Protari
 


At the ABS we embrace solutions that improve the way Australians get access to the data they need and protect privacy and data security. Protari combines the ABS' world-leading confidentiality methods with API technology to streamline delivery of our data to your desktop and drive user centred innovation.
.



What is Protari

Protari is software that enables fast safe data access and innovation by users. Protari has been developed collaboratively by Data61, incorporating ABS methods for on-the-fly confidentiality.
  • Safe data access - Users can create tables from underlying unit-record data, similar to TableBuilder.
  • User innovation - Users can build applications or custom interfaces using Protari's functionality as an Application Programming Interface (API).

The ABS is conducting a trial of Protari to explore how harnessing API technology can lead to better outcomes for users. Currently Protari is being used to improve researcher access to insights from the Multi Agency Data Integration Project (MADIP).


How can I use Protari

There are several ways that you can interact with Protari, depending on what you are hoping to achieve.
If this is you......you can:
Policy researcher more comfortable with a user interface than code Use the default Protari Table Interface
Policy researcher comfortable using codeQuery the Protari API
Organisation with a policy research role interested in offering staff streamlined data accessCreate or commission a custom interface that draws on data dynamically via the API:
  • Discuss your project feasibility with the ABS at protari@abs.gov.au
  • Talk to your own IT area about the potential to set up a customised interface

Open synthetic data is available to promote innovation and support development of custom interfaces.

Protecting privacy

The ABS uses the 'Five Safes Framework' for protecting the privacy of individuals when releasing data. For more information see Managing the Risk of Disclosure: The Five Safes Framework, in the ABS Confidentiality Series.

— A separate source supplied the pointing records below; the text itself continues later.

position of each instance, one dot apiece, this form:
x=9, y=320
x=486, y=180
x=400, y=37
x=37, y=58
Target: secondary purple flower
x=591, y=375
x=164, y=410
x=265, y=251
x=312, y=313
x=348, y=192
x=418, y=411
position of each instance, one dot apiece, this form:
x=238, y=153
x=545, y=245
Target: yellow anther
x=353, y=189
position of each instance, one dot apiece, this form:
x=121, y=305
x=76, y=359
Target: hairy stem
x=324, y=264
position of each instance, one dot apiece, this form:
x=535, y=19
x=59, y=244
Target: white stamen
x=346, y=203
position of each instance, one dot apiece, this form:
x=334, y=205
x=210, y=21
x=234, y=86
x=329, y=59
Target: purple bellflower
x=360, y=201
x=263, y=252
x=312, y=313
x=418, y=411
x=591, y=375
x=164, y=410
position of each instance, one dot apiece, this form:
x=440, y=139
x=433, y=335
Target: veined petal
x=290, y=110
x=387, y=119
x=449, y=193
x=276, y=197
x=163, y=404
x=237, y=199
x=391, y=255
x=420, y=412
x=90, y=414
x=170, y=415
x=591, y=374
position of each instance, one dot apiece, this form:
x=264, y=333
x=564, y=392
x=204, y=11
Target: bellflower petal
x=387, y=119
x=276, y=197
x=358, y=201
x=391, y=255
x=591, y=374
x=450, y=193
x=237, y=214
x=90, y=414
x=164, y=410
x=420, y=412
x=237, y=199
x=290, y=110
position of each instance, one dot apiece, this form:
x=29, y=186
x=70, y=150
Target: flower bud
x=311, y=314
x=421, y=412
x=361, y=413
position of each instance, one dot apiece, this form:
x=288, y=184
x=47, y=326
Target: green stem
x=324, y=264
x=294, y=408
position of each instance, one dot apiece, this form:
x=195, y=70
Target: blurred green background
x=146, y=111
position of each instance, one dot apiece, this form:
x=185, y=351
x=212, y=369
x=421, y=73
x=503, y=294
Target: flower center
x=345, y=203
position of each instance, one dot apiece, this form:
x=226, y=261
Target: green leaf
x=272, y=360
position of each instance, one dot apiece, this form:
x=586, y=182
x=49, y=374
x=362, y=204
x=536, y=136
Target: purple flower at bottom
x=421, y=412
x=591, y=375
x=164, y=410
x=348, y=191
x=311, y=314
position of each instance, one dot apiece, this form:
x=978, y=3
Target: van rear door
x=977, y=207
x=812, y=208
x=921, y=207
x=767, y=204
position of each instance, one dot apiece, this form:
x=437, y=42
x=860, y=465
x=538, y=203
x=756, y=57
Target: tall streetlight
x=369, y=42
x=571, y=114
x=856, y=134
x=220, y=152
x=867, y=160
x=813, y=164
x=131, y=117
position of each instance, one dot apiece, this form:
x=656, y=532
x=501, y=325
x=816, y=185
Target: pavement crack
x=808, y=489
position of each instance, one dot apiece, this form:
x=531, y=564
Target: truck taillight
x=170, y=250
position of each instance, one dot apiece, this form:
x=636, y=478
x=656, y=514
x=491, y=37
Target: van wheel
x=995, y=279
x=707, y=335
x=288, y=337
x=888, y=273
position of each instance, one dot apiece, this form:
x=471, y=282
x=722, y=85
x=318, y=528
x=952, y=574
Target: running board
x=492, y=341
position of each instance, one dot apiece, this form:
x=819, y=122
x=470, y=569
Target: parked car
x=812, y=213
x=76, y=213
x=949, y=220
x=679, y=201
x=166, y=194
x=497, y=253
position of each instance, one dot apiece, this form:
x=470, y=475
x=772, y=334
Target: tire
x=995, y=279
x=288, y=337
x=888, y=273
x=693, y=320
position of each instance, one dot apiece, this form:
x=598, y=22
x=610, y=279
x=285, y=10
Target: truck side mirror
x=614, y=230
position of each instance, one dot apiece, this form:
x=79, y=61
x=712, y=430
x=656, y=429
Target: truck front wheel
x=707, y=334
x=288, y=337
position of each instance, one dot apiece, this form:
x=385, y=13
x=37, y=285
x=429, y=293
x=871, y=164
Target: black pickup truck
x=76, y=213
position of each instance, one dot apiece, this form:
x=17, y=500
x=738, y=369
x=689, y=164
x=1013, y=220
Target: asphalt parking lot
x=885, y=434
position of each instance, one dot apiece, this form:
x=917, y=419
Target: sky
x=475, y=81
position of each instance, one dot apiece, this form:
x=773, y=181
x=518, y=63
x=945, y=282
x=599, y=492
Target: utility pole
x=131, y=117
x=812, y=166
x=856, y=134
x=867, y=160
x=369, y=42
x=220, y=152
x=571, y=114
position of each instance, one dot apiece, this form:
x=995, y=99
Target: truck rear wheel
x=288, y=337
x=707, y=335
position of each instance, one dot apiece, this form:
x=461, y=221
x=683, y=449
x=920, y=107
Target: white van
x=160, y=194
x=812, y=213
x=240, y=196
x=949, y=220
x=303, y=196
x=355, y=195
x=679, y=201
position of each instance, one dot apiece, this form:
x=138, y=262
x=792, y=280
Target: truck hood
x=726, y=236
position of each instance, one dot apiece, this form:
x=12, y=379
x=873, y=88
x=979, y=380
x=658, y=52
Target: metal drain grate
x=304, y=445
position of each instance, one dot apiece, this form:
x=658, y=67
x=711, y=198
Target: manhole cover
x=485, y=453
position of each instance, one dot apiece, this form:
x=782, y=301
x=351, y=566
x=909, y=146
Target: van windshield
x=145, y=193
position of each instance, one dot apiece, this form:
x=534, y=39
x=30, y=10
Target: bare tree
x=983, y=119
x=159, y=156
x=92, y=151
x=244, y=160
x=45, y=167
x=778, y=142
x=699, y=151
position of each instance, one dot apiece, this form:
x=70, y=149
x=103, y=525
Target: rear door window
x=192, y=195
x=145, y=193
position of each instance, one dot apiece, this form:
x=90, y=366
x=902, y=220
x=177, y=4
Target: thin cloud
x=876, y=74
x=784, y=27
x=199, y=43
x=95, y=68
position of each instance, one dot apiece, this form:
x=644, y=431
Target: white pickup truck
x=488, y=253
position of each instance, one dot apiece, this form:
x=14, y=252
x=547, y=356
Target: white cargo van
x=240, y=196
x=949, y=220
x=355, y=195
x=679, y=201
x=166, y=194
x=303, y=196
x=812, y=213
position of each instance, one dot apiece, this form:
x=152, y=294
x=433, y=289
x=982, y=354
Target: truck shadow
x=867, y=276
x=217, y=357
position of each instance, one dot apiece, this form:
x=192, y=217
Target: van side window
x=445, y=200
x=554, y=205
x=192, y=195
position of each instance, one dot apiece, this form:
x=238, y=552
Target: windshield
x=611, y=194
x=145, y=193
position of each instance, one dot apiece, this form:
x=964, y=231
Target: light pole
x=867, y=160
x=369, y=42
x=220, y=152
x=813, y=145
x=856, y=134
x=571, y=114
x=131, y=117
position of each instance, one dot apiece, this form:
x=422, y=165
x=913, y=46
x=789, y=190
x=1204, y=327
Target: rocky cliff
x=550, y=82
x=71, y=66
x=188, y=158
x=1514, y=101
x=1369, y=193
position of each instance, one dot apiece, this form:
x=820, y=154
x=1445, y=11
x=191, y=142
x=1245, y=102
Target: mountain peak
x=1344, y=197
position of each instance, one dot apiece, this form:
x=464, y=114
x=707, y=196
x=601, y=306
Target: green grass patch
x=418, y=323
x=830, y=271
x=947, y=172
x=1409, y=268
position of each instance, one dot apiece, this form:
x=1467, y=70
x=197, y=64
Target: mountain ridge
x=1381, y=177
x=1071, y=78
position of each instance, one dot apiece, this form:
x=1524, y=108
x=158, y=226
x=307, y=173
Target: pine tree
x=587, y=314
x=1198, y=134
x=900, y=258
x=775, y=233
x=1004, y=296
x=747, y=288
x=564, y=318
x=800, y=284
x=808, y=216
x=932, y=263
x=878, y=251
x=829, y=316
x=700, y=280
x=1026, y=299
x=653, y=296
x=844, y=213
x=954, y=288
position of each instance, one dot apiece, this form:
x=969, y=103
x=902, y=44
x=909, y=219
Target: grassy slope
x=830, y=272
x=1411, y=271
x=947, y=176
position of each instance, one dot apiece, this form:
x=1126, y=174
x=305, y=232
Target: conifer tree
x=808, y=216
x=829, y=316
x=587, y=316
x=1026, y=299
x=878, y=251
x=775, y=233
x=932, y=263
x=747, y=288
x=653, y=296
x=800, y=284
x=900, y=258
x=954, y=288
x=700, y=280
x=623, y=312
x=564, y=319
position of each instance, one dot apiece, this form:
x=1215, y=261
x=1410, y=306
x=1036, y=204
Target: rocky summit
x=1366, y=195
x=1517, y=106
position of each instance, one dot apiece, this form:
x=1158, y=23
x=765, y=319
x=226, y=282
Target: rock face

Perturbation is one element of privacy protection within this broader framework. To minimise the risk of identifying individuals in aggregate statistics, outputs based on real data derived through Protari are perturbed. That is, small random perturbations (or changes) are applied to individual cells while the information value of the table as a whole is retained. The ABS considers perturbation to be the most satisfactory technique for avoiding the release of identifiable data while maximising the range of information that can be released. Perturbation is considered necessary due to the flexible nature of possible queries, the amount of detail in the underlying dataset, and the potential for results from multiple queries to be compared. When interpreting results from Protari, consider that:
  • while perturbation introduces random errors, it does so with almost no bias
  • running the same query multiple times results in the same perturbation and therefore the same output
  • some relationships between different estimates (e.g. adding to 100%) may not be preserved exactly

Protari may not be suitable for all types of research. It is the responsibility of each researcher to assess the fitness of data for their intended purpose.
  • It is expected that for most queries perturbation will have a smaller impact on data accuracy than will other forms of error, such as coverage error, response error and linkage error.
  • Although cells may appear to contain none or all of the relevant population, this is not necessarily a reflection of the true value of the cell.
  • No reliance should be placed on data cells with small values, particularly where the total table population is also small.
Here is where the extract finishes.